6. Heart attacks are more common on the Monday after daylight savings.
A 2017 study in the American Economic Journal: Applied Economics estimated that “the transition into DST caused over 30 deaths at a social cost of $275 million annually," primarily attributable to sleep deprivation. A 2008 Swedish study found that heart attacks were significantly more common on the first three weekdays after the spring transition, while a 2014 study by the University of Michigan Frankel Cardiovascular Center shows a 24 percent jump in the number of heart attacks on the Monday after DST compared with other Mondays throughout the year.

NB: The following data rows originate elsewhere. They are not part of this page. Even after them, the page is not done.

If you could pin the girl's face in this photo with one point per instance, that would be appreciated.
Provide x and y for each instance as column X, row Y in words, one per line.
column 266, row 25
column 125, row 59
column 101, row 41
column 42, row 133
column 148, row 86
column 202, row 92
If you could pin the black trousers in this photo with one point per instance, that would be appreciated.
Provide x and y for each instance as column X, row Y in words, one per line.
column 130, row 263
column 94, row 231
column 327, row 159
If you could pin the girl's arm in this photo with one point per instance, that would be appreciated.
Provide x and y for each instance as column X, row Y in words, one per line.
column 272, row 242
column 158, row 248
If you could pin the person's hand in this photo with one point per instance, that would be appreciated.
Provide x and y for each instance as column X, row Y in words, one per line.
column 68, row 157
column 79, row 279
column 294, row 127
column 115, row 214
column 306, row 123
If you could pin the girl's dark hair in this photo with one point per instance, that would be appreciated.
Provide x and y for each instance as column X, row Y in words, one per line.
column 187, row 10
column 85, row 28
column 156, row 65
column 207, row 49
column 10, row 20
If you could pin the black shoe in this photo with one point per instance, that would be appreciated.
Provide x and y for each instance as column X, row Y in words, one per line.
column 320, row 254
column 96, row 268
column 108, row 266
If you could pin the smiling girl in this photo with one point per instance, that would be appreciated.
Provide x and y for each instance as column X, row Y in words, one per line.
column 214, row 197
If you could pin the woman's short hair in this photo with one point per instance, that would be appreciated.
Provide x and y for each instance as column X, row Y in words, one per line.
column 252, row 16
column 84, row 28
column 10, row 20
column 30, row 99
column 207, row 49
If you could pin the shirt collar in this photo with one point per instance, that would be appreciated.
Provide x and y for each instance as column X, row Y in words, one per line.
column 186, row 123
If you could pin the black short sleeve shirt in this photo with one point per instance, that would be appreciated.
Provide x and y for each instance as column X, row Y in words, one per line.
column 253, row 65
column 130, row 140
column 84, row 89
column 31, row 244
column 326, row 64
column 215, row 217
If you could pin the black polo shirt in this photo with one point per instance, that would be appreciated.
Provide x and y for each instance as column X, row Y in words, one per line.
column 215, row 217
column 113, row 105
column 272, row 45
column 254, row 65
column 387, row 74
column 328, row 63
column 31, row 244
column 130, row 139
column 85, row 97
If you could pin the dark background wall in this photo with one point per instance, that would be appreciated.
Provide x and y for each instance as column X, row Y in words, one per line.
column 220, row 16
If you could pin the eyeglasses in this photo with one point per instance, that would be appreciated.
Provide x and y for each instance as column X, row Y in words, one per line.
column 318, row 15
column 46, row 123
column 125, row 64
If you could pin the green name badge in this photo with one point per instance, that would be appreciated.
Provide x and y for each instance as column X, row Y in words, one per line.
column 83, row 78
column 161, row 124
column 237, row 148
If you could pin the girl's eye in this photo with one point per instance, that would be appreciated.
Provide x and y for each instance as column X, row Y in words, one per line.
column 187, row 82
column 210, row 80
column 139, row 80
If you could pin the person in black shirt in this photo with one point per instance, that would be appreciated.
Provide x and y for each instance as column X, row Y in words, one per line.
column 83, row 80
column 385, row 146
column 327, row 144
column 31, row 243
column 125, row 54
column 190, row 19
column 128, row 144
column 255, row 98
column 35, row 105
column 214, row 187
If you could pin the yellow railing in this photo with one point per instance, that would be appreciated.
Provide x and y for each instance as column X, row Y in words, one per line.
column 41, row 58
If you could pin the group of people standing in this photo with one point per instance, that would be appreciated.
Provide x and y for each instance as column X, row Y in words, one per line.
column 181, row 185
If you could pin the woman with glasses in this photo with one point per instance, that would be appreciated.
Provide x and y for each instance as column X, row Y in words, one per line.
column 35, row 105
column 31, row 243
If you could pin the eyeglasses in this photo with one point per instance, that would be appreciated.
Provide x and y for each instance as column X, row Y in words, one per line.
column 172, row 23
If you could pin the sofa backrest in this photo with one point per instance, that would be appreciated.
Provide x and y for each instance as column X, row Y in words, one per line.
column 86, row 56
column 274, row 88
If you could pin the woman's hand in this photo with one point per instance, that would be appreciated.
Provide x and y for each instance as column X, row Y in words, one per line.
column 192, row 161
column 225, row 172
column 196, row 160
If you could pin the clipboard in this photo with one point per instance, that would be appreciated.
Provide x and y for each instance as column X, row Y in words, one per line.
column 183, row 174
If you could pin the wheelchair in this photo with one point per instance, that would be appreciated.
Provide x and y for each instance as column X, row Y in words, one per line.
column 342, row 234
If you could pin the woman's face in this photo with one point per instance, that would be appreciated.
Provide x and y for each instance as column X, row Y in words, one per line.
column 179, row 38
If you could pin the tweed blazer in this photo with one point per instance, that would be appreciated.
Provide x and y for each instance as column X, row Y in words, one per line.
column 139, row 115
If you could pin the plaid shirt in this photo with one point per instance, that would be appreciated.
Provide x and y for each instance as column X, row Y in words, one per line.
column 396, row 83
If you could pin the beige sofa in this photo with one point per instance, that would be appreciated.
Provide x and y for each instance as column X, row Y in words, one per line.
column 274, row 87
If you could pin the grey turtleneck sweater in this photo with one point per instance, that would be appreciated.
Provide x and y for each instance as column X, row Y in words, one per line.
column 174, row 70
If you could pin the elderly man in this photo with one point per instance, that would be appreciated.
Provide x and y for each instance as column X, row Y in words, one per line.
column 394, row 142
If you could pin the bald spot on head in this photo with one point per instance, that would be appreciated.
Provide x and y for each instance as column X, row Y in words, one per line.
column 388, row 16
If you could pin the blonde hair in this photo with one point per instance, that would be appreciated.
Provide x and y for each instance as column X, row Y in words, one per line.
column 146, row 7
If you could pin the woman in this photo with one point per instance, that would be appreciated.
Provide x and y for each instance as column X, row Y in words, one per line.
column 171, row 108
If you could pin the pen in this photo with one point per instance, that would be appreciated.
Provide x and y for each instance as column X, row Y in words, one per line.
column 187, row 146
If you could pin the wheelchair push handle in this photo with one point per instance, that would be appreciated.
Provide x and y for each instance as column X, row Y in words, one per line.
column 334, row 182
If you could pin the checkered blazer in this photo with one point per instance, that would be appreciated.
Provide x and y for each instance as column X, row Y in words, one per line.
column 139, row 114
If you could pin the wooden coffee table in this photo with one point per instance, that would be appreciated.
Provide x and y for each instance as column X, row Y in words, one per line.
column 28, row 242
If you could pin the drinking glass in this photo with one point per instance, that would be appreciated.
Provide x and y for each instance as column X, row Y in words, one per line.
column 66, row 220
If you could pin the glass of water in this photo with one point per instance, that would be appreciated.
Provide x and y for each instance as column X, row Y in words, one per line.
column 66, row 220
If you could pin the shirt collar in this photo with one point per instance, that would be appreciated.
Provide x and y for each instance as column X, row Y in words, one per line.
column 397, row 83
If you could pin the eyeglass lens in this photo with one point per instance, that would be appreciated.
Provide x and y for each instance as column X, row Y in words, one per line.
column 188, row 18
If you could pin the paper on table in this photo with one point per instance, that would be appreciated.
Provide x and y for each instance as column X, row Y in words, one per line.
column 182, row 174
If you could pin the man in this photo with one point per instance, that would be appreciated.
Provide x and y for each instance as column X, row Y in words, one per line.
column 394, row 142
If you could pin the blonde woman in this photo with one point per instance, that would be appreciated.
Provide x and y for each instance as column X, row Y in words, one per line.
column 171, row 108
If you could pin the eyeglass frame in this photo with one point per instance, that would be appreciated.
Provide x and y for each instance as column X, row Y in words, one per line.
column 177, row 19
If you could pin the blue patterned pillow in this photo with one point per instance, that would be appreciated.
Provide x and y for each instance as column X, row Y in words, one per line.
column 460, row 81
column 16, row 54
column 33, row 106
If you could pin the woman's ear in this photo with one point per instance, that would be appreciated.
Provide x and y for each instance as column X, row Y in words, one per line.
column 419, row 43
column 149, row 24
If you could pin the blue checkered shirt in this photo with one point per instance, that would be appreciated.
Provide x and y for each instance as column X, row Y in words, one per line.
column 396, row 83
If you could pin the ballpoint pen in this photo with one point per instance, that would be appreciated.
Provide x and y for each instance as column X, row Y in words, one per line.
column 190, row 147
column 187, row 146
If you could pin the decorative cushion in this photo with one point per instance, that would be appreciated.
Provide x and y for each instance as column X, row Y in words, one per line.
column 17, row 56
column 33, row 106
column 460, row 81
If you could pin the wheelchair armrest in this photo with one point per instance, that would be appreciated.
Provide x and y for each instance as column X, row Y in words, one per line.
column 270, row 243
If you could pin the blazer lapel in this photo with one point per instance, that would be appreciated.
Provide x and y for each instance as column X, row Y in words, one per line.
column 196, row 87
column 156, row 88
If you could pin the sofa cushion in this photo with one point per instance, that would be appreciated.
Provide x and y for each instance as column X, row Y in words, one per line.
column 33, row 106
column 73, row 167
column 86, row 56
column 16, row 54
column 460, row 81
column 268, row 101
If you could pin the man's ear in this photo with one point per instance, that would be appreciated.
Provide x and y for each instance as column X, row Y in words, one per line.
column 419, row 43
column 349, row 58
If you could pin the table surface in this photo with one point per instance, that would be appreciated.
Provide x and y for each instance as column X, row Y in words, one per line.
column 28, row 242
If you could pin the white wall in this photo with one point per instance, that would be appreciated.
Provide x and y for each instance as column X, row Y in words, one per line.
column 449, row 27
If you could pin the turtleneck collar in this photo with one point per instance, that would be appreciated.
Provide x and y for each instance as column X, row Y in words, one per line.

7. DST doesn't actually save energy.
Opinions are split on whether DST actually saves energy. Daylight saving time was designed to help consumers take advantage of natural light and rely less on artificial light, which should in theory save electricity. Today, however, the widespread use of air conditioners, computers, and TV screens has virtually wiped out that energy savings. In fact, a study found that when the state of Indiana switched to DST in 2006, energy usage actually increased. Some U.S. studies have shown that DST reduces residential lighting costs, which represent about 3.5 percent of total electric usage; however, other studies found that DST increases air conditioner use, which represents about 16.5 percent of electric usage.
8. Most Americans aren't really on board with daylight savings.
Only 36 percent of Americans believe we need DST, according to a 2016 survey by electronic public opinion polling firm Rasmussen Reports. More than 40 percent of those surveyed do not believe that DST is an effective way to save energy, just 35 percent consider the time change “worth the hassle,” and 16 percent said that DST has made them early or late for an appointment because they didn't reset their clocks properly.
9. When it's lighter out in the evenings, shoppers tend to spend more money.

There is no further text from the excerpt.